Em contrapartida, boa parte do turismo uniu-se para superar os desafios. Entre as maiores conquistas, a redução do ISSQN de 5% para 3% para hotéis e agências de turismo. A entidade também foi responsável por providenciar acomodação a todos os participantes dos Jogos Mundiais da Natureza em 1997. Tavares comenta que a cidade teve uma boa exposição na mídia, com a cobertura de quase 150 veículos de imprensa, mas depois veio a conta. Após muita batalha, o Governo do Estado liberou R$ 1,2 milhão para pagar os estabelecimentos que hospedaram os convidados e atletas.

Outra luta importante, que beneficiou toda a cidade, além da categoria, foi contra a cobrança da taxa de esgoto.
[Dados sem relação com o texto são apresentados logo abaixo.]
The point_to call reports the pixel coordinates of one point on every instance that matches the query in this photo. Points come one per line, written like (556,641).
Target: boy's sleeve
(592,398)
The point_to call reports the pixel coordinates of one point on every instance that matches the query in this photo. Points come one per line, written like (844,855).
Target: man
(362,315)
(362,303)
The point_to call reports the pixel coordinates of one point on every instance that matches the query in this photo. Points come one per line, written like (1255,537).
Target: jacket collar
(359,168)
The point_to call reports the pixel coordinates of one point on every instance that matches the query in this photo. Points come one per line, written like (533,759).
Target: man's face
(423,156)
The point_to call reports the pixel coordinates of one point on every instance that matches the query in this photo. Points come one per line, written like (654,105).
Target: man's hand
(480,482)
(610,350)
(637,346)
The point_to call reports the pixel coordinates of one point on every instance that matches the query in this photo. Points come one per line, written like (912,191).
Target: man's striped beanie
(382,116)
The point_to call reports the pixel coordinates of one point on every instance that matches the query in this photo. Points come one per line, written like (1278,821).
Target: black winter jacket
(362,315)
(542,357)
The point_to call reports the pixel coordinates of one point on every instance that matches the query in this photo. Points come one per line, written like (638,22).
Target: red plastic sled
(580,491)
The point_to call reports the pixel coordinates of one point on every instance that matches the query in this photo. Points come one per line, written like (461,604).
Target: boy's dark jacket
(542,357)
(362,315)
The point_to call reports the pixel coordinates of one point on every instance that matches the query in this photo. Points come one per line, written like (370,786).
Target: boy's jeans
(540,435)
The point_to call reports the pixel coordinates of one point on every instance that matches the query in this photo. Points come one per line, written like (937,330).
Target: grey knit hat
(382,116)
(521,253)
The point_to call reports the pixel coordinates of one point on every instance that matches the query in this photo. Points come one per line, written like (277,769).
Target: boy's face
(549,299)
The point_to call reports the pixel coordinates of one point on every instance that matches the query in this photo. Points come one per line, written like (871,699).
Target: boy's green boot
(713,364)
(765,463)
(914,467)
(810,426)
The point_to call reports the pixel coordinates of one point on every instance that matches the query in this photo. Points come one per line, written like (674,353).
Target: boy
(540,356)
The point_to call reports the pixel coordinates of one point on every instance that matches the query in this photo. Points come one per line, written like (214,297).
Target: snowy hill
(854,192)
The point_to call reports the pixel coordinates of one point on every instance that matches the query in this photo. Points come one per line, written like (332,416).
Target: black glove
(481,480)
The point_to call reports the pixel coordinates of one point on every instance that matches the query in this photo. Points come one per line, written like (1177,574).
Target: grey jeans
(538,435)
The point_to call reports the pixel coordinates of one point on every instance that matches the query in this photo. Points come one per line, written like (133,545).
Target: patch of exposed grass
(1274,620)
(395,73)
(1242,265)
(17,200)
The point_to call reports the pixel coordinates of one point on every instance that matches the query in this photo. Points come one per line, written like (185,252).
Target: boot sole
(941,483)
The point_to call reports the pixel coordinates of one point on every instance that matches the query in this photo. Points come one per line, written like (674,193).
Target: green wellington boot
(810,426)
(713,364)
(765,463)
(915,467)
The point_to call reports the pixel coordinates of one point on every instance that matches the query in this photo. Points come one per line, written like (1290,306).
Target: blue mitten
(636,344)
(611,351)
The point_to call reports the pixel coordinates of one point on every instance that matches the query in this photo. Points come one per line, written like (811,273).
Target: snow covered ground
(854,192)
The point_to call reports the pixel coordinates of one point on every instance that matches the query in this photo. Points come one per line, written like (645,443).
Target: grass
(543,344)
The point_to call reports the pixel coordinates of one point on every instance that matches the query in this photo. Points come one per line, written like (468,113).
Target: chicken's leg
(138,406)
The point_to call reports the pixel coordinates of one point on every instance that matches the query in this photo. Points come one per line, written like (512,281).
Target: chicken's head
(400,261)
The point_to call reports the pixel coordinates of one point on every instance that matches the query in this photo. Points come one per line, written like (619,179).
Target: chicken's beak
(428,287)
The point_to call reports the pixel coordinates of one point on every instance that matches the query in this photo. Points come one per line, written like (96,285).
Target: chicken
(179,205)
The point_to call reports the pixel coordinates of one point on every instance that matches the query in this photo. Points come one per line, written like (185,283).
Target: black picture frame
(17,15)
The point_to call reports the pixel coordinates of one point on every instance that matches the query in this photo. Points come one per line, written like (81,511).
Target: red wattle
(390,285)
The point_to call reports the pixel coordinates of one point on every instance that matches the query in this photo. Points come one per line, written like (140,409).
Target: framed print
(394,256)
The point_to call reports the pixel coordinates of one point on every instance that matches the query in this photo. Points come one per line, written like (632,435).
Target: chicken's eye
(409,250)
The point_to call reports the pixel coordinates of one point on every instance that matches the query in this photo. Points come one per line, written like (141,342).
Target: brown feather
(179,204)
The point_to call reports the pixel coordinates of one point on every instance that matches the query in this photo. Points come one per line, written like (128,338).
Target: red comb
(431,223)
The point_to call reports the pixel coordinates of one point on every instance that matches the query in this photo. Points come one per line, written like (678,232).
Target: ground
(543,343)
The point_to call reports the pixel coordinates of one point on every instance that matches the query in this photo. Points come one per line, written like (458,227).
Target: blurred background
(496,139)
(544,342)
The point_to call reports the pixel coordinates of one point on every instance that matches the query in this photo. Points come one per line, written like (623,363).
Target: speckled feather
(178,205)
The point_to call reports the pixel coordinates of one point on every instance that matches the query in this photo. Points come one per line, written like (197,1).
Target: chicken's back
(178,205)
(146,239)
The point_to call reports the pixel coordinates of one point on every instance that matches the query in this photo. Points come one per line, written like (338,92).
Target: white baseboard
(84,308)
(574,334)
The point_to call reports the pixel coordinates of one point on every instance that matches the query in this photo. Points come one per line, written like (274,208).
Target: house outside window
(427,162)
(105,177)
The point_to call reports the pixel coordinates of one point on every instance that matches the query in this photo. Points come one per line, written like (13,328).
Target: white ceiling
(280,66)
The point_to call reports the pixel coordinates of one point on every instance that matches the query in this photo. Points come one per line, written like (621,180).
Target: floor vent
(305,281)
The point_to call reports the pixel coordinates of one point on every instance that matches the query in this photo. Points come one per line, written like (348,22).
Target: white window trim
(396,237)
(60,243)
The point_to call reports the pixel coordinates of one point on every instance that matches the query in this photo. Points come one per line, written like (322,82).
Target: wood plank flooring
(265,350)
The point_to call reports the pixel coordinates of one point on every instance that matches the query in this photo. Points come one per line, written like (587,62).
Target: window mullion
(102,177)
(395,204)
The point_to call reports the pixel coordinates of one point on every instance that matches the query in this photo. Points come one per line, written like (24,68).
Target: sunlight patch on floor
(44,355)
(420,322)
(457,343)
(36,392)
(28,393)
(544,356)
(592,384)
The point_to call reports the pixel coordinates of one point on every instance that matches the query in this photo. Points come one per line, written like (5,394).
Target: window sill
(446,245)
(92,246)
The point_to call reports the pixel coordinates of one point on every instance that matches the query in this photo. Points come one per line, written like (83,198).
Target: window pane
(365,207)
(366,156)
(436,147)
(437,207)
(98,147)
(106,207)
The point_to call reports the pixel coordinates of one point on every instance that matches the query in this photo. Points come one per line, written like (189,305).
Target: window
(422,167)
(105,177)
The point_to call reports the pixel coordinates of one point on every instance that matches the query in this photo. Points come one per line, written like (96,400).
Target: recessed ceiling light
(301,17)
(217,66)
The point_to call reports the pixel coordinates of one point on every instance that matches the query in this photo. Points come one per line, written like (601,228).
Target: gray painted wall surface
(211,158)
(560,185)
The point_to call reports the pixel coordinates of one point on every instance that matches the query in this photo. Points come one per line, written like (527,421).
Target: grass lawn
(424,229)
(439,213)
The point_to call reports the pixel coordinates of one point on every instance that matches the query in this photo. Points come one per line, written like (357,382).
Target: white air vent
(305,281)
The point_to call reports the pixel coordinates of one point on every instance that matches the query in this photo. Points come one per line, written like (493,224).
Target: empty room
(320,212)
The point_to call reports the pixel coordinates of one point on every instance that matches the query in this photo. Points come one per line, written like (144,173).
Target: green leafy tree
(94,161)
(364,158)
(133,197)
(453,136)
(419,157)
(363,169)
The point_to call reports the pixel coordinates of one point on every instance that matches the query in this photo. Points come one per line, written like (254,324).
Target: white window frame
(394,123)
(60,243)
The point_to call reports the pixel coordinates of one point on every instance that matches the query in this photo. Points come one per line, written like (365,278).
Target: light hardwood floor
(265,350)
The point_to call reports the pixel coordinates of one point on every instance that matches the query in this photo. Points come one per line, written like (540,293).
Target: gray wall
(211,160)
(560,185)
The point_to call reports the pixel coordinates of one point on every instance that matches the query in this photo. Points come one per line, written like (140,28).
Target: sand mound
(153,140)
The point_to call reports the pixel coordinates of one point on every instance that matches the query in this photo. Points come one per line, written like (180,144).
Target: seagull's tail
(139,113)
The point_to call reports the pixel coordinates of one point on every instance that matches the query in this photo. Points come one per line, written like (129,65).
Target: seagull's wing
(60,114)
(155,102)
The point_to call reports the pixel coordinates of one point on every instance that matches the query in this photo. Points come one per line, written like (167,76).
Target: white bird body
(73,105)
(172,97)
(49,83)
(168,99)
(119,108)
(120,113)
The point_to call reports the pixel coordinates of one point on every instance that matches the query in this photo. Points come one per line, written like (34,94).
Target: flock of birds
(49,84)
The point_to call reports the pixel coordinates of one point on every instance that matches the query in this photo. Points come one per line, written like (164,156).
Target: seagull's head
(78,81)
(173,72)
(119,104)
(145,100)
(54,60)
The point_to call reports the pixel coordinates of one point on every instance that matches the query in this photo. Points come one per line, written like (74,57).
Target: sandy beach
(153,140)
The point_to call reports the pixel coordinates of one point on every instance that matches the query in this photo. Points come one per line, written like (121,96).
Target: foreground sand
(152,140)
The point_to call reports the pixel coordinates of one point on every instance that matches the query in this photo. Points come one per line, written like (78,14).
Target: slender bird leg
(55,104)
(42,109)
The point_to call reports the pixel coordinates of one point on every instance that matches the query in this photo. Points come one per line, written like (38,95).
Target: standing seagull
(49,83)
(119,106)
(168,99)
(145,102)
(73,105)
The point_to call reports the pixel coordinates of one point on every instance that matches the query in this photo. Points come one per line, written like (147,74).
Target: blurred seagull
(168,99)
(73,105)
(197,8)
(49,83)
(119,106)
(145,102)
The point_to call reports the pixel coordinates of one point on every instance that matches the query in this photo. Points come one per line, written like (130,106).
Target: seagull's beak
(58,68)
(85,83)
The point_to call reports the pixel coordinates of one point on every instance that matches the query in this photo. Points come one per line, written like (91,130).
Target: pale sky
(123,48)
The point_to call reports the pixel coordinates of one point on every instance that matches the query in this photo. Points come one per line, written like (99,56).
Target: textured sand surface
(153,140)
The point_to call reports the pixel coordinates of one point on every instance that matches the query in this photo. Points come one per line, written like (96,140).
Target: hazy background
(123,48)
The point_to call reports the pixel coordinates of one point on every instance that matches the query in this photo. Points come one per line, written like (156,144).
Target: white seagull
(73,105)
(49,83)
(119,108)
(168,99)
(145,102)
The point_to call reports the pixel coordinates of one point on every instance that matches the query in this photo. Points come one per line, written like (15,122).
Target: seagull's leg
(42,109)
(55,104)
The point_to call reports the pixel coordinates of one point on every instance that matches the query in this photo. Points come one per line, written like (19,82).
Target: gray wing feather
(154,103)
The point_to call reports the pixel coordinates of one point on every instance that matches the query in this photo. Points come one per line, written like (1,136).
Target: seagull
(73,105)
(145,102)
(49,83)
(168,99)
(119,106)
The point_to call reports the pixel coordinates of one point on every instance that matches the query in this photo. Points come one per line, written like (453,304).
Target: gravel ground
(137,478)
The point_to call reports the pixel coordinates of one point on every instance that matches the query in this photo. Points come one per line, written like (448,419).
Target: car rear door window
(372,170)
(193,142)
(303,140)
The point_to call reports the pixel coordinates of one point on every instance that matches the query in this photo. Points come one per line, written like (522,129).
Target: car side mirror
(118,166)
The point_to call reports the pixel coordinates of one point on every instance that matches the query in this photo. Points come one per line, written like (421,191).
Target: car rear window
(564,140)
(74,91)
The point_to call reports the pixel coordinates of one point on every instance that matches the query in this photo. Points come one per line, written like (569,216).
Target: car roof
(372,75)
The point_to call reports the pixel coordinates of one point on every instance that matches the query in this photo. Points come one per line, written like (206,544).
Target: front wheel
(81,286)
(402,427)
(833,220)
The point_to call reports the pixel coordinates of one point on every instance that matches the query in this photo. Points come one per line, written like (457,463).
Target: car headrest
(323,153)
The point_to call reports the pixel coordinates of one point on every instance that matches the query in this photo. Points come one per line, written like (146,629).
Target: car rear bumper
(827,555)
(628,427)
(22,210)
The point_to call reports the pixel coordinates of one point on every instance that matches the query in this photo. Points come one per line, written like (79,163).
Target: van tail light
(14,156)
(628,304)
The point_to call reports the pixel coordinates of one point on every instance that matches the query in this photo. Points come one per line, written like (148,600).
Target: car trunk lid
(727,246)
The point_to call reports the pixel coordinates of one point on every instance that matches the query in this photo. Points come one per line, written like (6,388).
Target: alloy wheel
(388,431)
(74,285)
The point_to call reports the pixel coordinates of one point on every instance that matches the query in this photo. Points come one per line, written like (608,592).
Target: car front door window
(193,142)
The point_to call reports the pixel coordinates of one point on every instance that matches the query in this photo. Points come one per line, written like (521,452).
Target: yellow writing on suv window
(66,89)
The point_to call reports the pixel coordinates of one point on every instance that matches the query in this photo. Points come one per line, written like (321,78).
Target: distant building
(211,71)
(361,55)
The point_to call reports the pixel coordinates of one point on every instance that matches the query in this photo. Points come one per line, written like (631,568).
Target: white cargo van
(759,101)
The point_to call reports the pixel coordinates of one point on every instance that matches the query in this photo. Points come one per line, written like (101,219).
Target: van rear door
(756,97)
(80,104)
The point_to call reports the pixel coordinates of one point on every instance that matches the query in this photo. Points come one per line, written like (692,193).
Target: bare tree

Na época não havia estações de tratamento, porém a Sanepar cobrava o tratamento da população. A partir de uma ação do sindicato, em parceria com a ABIH, o Ministério Público entrou na briga, contribuindo para que a companhia estatal construísse as duas estações existentes em Foz.

— Destaco mais uma ação para buscar alternativas: o apoio à Câmara de Turismo de Foz do Iguaçu, que reunia várias entidades do segmento numa espécie de gestão integrada. Cansamos de sair do Sindhotéis 3 horas da manhã, após longas jornadas debatendo e formando soluções para o desenvolvimento socioeconômico.

Tavares exerceu por dez anos a presidência do Sindhotéis, entidade com a qual mantém uma forte ligação afetiva e em que atualmente presta serviços como diretor-executivo.

Turismo hoje

Carlão, como é conhecido, considera o cenário econômico favorável a Foz. Ele acredita no potencial da cidade e, como alternativa de desenvolvimento, sugere aumentar o número de atrativos para que o turista permaneça mais tempo. Uma das opções seria unir turismo, esporte e aventura. “O esporte chama mídia e traz famílias. Já perdemos kartódromo e parque de diversões para outras cidades.”

Em sua opinião, o turismo hoje oferece diversidade e qualidade de atrativos, bem como excelência na infraestrutura e atendimento na hotelaria e gastronomia. Contudo vê a necessidade de melhorar a integração dos três países para manter o turista aqui na região mais dias.